Après le safeword : communication et aftercare

Une fois que la situation est stabilisée et que la personne qui a safewordé est en sécurité et rassurée, il est essentiel d'entamer une phase de communication calme. Ce n'est pas le moment de juger ou de blâmer, mais de comprendre ce qui s'est passé. Pourquoi le safeword a-t-il été prononcé ? Était-ce une sensation inattendue, un seuil de douleur dépassé, un déclencheur émotionnel ? Cette discussion aide à mieux se connaître mutuellement, à affiner les hard limits et soft limits, et à ajuster les pratiques pour les futures scènes. Cette phase de débriefing et d'aftercare est cruciale non seulement pour le bien-être immédiat, mais aussi pour le développement à long terme de la confiance et de l'intimité dans la dynamique. Elle peut aider à prévenir le subdrop ou le domdrop en s'assurant que chacun est écouté et pris en compte.

L'importance de la négociation préalable

Le safeword n'est efficace que s'il est convenu et compris par toutes les parties impliquées avant même que la scène ne commence. Cette négociation préalable est un moment clé pour discuter des attentes, des désirs, des limites, et surtout des signaux de sécurité. Il ne s'agit pas seulement de choisir un mot, mais de s'assurer que tu es sur la même longueur d'onde avec ton partenaire sur ce que signifie l'arrêter, et comment y réagir. Inclure explicitement le safeword dans le contrat BDSM verbal ou écrit et dans la négociation scène BDSM renforce son statut et garantit que chacun se sent en sécurité pour explorer ses envies. Un safeword bien discuté est la première étape vers une exploration sexuelle enrichissante et sans risque inutile.

Questions fréquentes

Que faire quand le safeword est prononcé ?

Arrête tout immédiatement, détache si nécessaire, assure le confort (eau, couverture), et rassure ton partenaire. La discussion sur ce qui s'est passé viendra après que la personne se sente en sécurité et apaisée. Respecte l'arrêt sans poser de questions dans l'instant.

Peut-on changer de safeword ?

Oui, absolument ! Un safeword peut et doit être ajusté si la situation l'exige.

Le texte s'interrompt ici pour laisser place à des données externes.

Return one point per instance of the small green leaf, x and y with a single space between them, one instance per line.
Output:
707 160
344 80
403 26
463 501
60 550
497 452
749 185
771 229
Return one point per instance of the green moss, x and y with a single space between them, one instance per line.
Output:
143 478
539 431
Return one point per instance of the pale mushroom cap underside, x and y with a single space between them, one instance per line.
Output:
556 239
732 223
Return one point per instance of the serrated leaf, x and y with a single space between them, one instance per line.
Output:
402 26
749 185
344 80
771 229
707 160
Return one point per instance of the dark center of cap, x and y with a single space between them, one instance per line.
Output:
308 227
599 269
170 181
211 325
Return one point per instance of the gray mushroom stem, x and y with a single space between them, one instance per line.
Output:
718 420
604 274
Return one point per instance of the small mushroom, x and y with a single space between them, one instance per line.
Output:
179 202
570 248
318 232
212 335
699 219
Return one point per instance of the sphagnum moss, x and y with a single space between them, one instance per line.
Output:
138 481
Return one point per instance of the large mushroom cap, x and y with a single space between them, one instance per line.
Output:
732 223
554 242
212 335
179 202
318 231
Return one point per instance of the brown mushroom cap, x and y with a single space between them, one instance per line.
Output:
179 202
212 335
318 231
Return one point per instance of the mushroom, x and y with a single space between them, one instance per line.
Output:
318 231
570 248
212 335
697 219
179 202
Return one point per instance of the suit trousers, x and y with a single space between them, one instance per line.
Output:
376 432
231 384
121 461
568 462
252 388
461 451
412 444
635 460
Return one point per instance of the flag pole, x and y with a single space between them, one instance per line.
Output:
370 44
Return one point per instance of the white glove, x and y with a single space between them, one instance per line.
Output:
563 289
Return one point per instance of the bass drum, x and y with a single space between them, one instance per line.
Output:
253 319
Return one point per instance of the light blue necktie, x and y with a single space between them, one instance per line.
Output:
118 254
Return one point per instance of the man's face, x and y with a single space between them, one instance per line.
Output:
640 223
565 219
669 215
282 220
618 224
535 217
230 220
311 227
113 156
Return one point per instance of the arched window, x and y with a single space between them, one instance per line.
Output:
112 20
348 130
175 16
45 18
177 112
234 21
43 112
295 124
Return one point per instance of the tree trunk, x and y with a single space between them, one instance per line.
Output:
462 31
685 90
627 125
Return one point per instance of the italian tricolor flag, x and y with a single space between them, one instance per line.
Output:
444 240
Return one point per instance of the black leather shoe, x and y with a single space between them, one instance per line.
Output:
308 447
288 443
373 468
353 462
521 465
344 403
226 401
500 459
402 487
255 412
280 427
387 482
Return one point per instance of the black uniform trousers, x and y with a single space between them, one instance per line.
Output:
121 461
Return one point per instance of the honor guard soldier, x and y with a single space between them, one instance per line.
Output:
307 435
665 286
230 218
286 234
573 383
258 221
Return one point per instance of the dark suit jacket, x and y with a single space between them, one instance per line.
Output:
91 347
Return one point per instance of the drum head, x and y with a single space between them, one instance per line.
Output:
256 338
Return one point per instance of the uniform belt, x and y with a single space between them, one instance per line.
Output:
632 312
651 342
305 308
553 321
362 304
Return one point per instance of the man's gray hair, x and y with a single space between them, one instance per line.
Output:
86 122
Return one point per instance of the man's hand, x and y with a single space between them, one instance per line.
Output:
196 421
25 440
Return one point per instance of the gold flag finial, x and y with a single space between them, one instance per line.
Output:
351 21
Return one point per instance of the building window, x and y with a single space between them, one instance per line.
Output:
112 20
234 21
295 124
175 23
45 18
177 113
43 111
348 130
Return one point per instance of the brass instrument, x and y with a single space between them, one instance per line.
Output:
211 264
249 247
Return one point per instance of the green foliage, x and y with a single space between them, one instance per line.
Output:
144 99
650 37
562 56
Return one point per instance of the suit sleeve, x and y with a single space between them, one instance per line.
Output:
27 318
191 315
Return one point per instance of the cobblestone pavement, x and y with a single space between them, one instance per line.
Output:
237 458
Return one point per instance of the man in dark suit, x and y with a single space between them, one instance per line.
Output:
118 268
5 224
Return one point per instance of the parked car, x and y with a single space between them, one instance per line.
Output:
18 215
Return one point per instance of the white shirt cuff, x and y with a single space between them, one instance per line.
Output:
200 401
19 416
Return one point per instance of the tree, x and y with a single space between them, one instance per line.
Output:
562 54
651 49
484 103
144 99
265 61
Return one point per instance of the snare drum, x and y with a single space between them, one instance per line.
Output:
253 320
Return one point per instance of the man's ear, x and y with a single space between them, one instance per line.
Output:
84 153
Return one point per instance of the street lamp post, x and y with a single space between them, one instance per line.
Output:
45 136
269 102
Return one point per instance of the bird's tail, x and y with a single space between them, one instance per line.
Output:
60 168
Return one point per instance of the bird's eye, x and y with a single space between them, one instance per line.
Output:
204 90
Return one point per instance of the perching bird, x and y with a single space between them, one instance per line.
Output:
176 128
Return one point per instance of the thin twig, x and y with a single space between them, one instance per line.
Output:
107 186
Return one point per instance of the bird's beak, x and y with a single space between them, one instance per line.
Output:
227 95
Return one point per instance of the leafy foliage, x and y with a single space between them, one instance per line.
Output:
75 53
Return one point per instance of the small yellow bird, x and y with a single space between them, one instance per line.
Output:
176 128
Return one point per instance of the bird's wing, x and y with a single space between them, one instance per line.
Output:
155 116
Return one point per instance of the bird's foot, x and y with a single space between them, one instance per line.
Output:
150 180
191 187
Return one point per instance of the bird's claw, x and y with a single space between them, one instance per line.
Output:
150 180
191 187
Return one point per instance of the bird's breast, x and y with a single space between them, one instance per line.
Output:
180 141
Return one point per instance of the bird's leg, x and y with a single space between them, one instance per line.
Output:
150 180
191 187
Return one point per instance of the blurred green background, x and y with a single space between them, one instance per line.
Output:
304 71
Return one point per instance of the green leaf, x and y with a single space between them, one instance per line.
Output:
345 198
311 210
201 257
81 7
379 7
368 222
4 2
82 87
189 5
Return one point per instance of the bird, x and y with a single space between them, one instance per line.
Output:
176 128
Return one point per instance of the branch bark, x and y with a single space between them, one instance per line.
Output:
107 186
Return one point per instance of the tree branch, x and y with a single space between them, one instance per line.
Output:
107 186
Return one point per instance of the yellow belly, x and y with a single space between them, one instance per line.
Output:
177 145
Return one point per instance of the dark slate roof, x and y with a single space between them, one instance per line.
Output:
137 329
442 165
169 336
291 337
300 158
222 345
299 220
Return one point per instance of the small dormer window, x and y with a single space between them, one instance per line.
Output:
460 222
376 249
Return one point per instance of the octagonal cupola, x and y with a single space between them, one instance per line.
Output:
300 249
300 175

Si un mot ne te convient plus, est devenu trop banal, ou si de nouveaux partenaires entrent en jeu, il est essentiel de le renégocier avec toutes les parties concernées pour garantir son efficacité et ta sécurité.

Le safeword non verbal est-il toujours nécessaire ?

Si des pratiques comme le bâillonnement ou le bondage intégral qui pourraient altérer ta capacité à parler sont envisagées, alors oui, un safeword non verbal est absolument nécessaire. Il doit toujours être convenu à l'avance et clairement compris de tous pour ta sécurité.

Le safeword s'applique-t-il aussi au feu orange ?

Oui, le feu orange (ou jaune) doit être respecté comme un appel à l'ajustement. Ce n'est pas un arrêt total, mais un signal pour ralentir, vérifier le consentement, et potentialiser l'expérience. L'ignorer peut mener à la nécessité du feu rouge.

Un safeword, est-ce un signe de faiblesse ?

Absolument pas ! Utiliser un safeword est un signe de force, de conscience de soi et de respect de ses propres limites. C'est un acte de communication essentiel qui garantit la sécurité et la confiance mutuelle dans la dynamique BDSM. C'est une manifestation du consentement éclairé.